4 milyonu Suriyeli olmak üzere, 10 milyonu geçmiş sığınmacı nüfusu var.
Gelecekte huzurumuzu bozarlar dedik. Kulak arkası yaptılar. Duymadılar.
Türk Aileler 1-2 çocuk yaparken, onlar 8-9 çocuk yapıyor.

Suriyeli çocuklarla ilgili biraz araştırma yaptım. Hemen hiçbirinin okumak gibi bir derdi yok. Ailelerinin zaten umurunda değil okul falan. Çocuk yaştaki hemen hepsi sigara içiyor. Bazlarının videolarını gördüm, yine çocuk yaşta bir araya gelmiş alkol tüketiyorlar. Hem de öyle böyle değil. Küfürlü, argolu ve nerdeyse tehditkâr ifadeler var bizlere karşı. Hallerinden, Türkiye’nin onlara sağladıklarından, maddi desteklerden hiç memnun değiller. Patlamaya hazır bir isyanın henüz çocuk halini görüyorsunuz. Ama içlerindeki öfke kendi bedenleri gibi her geçen gün biraz daha büyüyor.

Büyükleri bir şekilde yaşadıkları dramın, Türkiye’nin onlara açtığı kucağın ve gösterilen iyi niyet ve fedakarlıkların farkında. Ama buraya bebek yaşta gelen ve yeni yetişen bir nesil var ki, ben şahsen başımıza büyük bir çorap örüldüğünü düşünüyorum. Aileleri tarafından “Saldım çayıra” bir şekilde yetişiyorlar ve bizlere karşı gruplaşıyor, öfkeleniyor, kinleniyor hatta bileniyorlar.

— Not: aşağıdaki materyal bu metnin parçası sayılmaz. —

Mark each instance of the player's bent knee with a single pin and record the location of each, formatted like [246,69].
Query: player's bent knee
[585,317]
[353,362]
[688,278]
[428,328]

Irkçı bir anlayışla toplumu germek, hedef göstermek veya o manada bir niyetim yok. Ama ortada kartopu gibi yuvarlandıkça, zaman ilerledikçe, ihmal edildikçe büyüyen bir tehlikeli viraja dikkat çekmek istiyorum. Toprağa düşmüş, ama hızla filizlenen bir kutuplaşma iklimi bizleri bekliyor. Kabul edin veya etmeyin, bazı gerçekleri ortaya çıktığında ve yüzleştiğinizde anlarsınız. Ama vakit çoktan geçmiştir artık. Bu ülkenin insanlarının geçmişten bugüne var olan alışkanlıklarının dışarıdan gelen birilerine göre dizayn edilmesini istemiyorum.